Other questions concern the significance of myocardial perfusion defects in children with SCD and the possible course of these abnormalities. Considering the importance of vasoocclusion in SCD, related to polymerisation of sickle haemoglobin, adherence between sickle and endothelial cells, and vascular tone abnormalities, it is not surprising to find that ischaemia does not spare the heart in SCD. These findings agree with anatomopathological evidence of myocardial infarction and fibrosis at postmortem examination.2,4,5,11,12 No occlusion of the major coronary arteries was found in these series, which strongly suggests that it is the microcirculation that is involved. It is too soon to determine the possible course of myocardial perfusion defects, but we can note that patients 9, 16, and 18 had had overt heart failure, fatal in patient 9 at 7 years of age, and that it is reasonable to relate the ventricular fibrillation episode to the ischaemic myocardial changes in patient 10. We must also remember that, besides myocardial hypoperfusion, SCD children have other factors that may impair cardiac function, such as chronic anaemia and increased cardiac output. Cardiac enlargement is a well known observation in children with SCD1,7,13,14 and has been found to be related to the severity of anaemia and percentage of HbS.7,13 Our findings are in favour of a specific ischaemic cardiomyopathy that could worsen the consequences of the increased cardiac output. Furthermore, some children receive very frequent transfusions, and are exposed to the cardiac toxicity of iron overload.

For about 10 years, hydroxyurea has been recognised as having a beneficial effect on the prognosis of sickle cell disease in adults15 and in children.16–18 This cytostatic drug probably alleviates the severity of the disease via a number of pathways: induction of fetal haemoglobin synthesis (which has a sparing effect on polymerisation of haemoglobin S), reduction in reticulocyte adhesion to vascular endothelium,19 modulation of inflammatory processes, induction of NO synthesis,20 etc. Although we do not yet have evidence that hydroxyurea acts directly on vascular remodelling, all these indirect arguments led us to hypothesise that hydroxyurea could at least partially correct the hypoperfusion; we therefore decided to administer it to selected children. However, due to our uncertainty about the long term effects of this cytostatic drug, we restricted this treatment to children for whom we also had other grounds for considering hydroxyurea treatment (for example, 1–2 hospitalised painful crises/year, severe anaemia). Interestingly, the first three children treated with hydroxyurea for whom we reassessed myocardial perfusion showed improvement. We intend to continue monitoring SPECT in the other children who are currently being treated with hydroxyurea. If we confirm that hydroxyurea improves myocardial perfusion, we will suggest giving this drug to all children in whom perfusion defects are found, considering that the hypothetical risk of malignancy will be counterbalanced by a decrease in the risk of myocardial impairment.21 It would be of interest to evaluate whether patients with silent ischaemia could be identified, as they would benefit more from earlier treatment.

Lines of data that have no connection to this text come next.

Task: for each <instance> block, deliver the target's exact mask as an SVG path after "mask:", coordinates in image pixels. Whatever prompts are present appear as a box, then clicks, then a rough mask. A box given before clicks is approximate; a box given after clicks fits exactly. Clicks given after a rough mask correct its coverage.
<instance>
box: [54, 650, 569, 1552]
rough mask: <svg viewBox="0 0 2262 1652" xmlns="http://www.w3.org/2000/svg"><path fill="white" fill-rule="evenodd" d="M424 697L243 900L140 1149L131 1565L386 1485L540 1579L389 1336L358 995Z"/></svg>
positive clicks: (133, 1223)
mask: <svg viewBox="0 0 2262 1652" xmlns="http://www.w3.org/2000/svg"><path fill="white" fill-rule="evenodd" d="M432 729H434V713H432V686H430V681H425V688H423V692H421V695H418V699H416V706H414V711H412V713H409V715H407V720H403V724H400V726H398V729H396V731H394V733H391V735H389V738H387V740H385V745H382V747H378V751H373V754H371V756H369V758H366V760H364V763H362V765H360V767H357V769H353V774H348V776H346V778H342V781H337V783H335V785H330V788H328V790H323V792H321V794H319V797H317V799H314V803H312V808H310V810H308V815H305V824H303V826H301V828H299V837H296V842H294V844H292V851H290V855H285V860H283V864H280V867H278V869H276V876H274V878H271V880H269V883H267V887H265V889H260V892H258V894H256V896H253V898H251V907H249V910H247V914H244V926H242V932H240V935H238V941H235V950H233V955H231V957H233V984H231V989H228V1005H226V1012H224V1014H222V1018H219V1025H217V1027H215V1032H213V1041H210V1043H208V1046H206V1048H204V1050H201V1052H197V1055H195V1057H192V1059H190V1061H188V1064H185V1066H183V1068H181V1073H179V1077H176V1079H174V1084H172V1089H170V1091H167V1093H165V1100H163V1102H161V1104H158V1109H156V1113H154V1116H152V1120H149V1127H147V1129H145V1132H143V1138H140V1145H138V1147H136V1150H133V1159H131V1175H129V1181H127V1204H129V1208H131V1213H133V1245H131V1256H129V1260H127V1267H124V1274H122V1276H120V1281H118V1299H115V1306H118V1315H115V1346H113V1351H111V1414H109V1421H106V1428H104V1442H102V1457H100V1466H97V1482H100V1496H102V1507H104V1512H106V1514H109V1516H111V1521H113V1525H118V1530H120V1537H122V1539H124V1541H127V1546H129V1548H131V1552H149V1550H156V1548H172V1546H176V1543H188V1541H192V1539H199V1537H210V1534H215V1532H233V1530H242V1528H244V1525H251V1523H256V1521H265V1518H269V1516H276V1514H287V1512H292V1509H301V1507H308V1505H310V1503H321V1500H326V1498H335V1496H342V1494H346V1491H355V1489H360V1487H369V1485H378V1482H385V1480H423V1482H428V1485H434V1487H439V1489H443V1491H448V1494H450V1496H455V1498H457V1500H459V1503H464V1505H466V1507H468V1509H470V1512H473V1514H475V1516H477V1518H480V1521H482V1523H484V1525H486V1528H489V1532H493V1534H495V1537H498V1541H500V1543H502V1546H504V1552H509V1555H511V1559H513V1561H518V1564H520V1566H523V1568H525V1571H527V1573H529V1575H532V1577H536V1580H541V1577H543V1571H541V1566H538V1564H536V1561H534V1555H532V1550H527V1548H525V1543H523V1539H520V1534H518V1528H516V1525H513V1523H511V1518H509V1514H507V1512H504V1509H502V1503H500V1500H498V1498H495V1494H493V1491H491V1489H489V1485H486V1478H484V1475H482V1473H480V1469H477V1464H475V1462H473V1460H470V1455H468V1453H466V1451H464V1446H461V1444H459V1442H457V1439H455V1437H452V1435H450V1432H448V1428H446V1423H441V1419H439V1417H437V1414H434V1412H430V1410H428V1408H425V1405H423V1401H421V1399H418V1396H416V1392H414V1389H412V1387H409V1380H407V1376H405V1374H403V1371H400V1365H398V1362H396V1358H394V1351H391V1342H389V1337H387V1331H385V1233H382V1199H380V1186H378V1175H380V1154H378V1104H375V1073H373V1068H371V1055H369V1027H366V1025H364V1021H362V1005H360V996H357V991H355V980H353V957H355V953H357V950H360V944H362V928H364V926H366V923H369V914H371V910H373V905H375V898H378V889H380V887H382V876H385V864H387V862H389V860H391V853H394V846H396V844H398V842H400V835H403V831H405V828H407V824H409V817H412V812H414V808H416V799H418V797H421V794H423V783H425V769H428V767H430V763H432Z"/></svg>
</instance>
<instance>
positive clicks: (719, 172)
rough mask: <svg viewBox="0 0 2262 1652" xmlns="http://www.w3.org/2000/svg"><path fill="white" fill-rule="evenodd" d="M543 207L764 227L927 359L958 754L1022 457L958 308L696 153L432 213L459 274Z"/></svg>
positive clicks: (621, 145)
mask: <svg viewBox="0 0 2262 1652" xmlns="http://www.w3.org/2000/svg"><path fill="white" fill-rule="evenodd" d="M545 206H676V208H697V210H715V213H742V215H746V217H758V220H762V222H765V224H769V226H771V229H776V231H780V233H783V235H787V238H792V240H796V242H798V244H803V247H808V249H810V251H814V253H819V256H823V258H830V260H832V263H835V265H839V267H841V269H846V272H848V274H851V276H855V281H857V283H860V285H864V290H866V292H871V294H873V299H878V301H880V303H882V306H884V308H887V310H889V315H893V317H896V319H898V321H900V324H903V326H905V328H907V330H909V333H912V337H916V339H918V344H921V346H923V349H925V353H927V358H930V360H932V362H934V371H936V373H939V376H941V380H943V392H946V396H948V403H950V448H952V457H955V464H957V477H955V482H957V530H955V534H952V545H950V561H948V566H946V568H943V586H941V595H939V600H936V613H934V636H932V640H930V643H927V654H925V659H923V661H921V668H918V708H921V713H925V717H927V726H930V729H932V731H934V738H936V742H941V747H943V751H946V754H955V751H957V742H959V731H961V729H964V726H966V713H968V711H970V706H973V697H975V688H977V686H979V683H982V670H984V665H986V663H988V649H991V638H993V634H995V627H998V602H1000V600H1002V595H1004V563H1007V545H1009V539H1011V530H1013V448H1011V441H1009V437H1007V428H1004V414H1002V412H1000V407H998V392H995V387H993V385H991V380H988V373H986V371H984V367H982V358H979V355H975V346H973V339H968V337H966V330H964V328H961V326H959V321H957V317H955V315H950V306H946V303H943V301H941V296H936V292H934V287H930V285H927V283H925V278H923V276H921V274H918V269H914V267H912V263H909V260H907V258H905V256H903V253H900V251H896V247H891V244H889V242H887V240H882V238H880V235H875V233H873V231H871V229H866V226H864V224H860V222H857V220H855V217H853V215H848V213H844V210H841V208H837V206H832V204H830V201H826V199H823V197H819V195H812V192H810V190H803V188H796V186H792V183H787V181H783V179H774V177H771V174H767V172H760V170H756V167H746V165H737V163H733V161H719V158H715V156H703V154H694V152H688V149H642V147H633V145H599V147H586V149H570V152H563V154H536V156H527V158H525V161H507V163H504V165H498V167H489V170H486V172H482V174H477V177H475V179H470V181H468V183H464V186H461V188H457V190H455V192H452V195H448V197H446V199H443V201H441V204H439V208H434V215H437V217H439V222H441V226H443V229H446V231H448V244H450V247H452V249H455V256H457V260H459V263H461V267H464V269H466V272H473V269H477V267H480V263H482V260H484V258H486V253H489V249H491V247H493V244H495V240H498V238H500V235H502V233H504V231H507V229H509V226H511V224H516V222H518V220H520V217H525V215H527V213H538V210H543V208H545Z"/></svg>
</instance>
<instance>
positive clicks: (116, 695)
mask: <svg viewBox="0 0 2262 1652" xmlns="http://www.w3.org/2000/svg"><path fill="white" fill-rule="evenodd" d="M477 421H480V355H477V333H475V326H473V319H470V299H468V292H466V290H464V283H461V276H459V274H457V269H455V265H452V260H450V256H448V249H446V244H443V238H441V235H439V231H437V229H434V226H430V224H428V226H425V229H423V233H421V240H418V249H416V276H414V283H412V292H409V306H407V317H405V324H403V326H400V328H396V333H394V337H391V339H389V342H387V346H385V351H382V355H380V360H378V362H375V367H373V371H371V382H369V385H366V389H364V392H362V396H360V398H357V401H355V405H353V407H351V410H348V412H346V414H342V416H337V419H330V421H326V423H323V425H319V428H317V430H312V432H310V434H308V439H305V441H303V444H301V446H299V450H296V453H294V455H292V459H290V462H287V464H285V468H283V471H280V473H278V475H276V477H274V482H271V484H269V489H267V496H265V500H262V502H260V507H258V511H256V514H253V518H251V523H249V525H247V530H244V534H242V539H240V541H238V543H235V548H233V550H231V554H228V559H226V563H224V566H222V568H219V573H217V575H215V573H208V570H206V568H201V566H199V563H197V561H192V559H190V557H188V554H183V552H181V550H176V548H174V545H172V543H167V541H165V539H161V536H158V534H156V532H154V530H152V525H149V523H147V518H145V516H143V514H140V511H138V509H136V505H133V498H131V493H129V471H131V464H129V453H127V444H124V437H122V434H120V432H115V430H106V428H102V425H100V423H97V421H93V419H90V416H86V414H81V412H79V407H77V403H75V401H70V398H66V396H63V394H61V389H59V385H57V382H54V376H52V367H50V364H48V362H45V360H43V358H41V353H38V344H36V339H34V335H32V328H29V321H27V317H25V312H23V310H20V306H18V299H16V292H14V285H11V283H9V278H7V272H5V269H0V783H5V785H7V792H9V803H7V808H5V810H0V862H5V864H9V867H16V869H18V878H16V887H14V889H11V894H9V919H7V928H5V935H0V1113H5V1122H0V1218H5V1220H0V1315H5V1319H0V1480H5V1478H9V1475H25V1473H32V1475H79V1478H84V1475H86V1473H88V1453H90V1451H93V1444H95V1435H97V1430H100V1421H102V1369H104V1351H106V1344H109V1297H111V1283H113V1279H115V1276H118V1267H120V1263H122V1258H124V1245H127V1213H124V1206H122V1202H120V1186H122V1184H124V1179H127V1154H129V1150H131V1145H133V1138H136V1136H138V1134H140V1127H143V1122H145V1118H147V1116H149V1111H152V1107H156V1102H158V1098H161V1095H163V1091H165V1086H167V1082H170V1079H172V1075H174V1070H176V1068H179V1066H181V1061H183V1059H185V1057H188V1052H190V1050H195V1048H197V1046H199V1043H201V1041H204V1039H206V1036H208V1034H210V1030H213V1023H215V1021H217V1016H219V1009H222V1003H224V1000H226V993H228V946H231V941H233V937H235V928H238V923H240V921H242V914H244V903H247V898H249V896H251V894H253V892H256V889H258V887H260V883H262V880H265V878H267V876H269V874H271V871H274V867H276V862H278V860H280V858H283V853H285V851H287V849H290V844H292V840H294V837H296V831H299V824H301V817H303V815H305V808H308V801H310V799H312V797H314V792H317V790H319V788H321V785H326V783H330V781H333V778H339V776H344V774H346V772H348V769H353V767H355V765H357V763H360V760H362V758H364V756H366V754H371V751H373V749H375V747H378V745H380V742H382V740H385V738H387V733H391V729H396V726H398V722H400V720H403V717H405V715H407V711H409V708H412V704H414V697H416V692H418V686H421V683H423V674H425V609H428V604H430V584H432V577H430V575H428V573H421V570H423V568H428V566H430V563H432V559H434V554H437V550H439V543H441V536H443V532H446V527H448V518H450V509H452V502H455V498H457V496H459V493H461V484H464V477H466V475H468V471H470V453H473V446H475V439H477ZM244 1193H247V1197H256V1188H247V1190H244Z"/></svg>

In conclusion, we report that myocardial perfusion abnormalities can be demonstrated using 201Tl SPECT in children affected with SCD. Those with myocardial perfusion abnormalities tend to be older, have a lower Hb level, and more frequent vasoocclusive crises. Perfusion defects may be reversible or fixed and may lead to cardiac failure or arrhythmia. Improvement in cardiac perfusion was observed in three children of our series who were treated with hydroxyurea.

Finally, we postulate that cardiac impairment is underestimated in children because it is under-investigated. Chest pain is usually attributed to bone infarcts and cardiomegaly to chronic anaemia. As a result of our findings, we now intend to perform ECG systematically in cases of chest pain and/or cardiac enlargement. For the moment, we plan to keep the same clinical, ECG, and echographic criteria for deciding whether or not to perform SPECT. If we confirm in more cases that hydroxyurea in fact improves cardiac perfusion, we will consider that the hypothetical risk of malignancy will be counterbalanced by a decrease in the risk of myocardial impairment.